Porém até aqui só fizemos mostrar como o juízo da beleza não é ele mesmo uma exibição simbólica, e ainda não definimos seu tipo próprio de exibição. Neste sentido o juízo da beleza poderia ser entendido como uma ‘feliz insuficiência’ do entendimento, a dar lugar a uma liberdade reflexionante, prazerosa, que por sua vez é um ambiente lógico propício a idéias estéticas.

[...] ou, no segundo caso, somente com uma concordância final e sem fim – que se sobressai espontânea e acidentalmente – com a necessidade da faculdade do juízo, relativamente à natureza e às suas formas produzidas segundo leis particulares. (CFJ: 247)

Ainda no parágrafo §58 uma nova questão entra em cena, Kant se pergunta acerca do paradigma a que o modelo geral do juízo estético se organizaria, se racionalista ou idealista. Como o título do capítulo já demonstra, Kant opta pelo princípio idealista para o juízo estético. Sendo que seu estatuto é fruto de um ocaso, ‘espontânea e acidentalmente’ desviado da determinação do entendimento. Seria o caso do próprio Kant compreender nosso aparato cognitivo geral enquanto construto

movido para um uso lógico mas que por uma feliz espontaneidade e acidente, possibilitam uma experiência em outro sentido.

Esta passagem de uma estrutura determinante que acaba desembocando em um juízo reflexivo não está descrita como uma voluntariedade, e nem como uma necessidade da forma do objeto.

Vamos aproveitar de uma imagem do próprio Kant para ilustrar a possibilidade, em nível epistemológico, de uma espontânea e acidental passagem do lógico para o estético. Não sendo possível estabelecer uma contigüidade entre estes dois estatutos (lógico e estético), estando ambos tão diametralmente opostos, se faz necessário alguma mudança direcional no interior do esquematismo, que venha a qualificar o estético ou o lógico. Ilustramos esta possibilidade como uma operação quântica23:

O exemplo mais comum desta espécie de formação é a água que se congela, na qual se produzem primeiro pequenas agulhas retas de gelo, que se juntam em ângulos de 60 graus, enquanto outras igualmente se fixam a elas em cada ponto até que tudo se tenha tornado gelo; assim que durante esse período a água entre as agulhas de gelo não se torne progressivamente mais resistente, mas esteja tão completamente liquida como o estaria durante um calor muito maior e contudo possua o frio inteiro do gelo. A matéria que se separa e escapa rapidamente no instante da solidificação é um quantum considerável de matéria calórica, cuja perda, pelo fato de que ela era requerida meramente para a fluidez, não deixa este gelo atual minimamente mais frio do que a água pouco antes líquida. (CFJ: 249,250)
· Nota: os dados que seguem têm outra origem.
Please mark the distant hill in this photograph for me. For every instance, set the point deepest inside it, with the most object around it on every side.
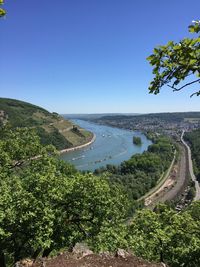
(51, 127)
(96, 115)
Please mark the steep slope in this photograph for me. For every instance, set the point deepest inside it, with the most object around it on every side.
(51, 127)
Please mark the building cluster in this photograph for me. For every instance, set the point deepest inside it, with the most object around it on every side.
(153, 124)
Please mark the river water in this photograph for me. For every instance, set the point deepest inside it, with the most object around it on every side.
(112, 146)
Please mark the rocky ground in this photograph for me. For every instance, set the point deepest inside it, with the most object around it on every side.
(82, 257)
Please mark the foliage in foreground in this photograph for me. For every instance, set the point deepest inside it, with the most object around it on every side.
(174, 62)
(167, 236)
(142, 171)
(46, 205)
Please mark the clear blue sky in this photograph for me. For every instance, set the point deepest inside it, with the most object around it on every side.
(89, 56)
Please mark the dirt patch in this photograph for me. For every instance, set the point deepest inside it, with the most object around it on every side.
(104, 260)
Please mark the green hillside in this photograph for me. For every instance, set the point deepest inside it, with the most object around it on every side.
(51, 127)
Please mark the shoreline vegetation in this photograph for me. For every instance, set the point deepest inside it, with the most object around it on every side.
(67, 150)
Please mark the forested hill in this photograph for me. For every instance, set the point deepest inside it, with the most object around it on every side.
(51, 127)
Se súbita, quântica ou acidental, cabe a outros trabalhos avaliar em que medida o próprio Kant pesaria tal relação entre lógica e estética em termos tão estritos.

23

Para o caso da física quântica o termo corresponderia a um ramo da ciência que se ocupa de processos atômicos discretos (descontínuos), em virtude de uma impossibilidade de utilização de recursos clássicos da física, dado as dimensões ínfimas dos eventos medidos. No nosso caso, o pormenor atômico de um aparato epistemológico não pode ser postulado como um objeto em três dimensões no qual pudéssemos dispô-lo em nossas mãos a encontrar onde e como uma possibilidade estética e uma lógica se inscreveriam. Dado esta condição da dimensionalidade de nosso objeto de pesquisa (um modelo epistemológico), podemos apenas compreender que por motivos que desconhecemos e que Kant não se ocupa deles, a causa final da dupla possibilidade de um estado de esquematismo permanece velada, e podemos nos referenciar apenas ao salto ‘quântico’, descontínuo verificável.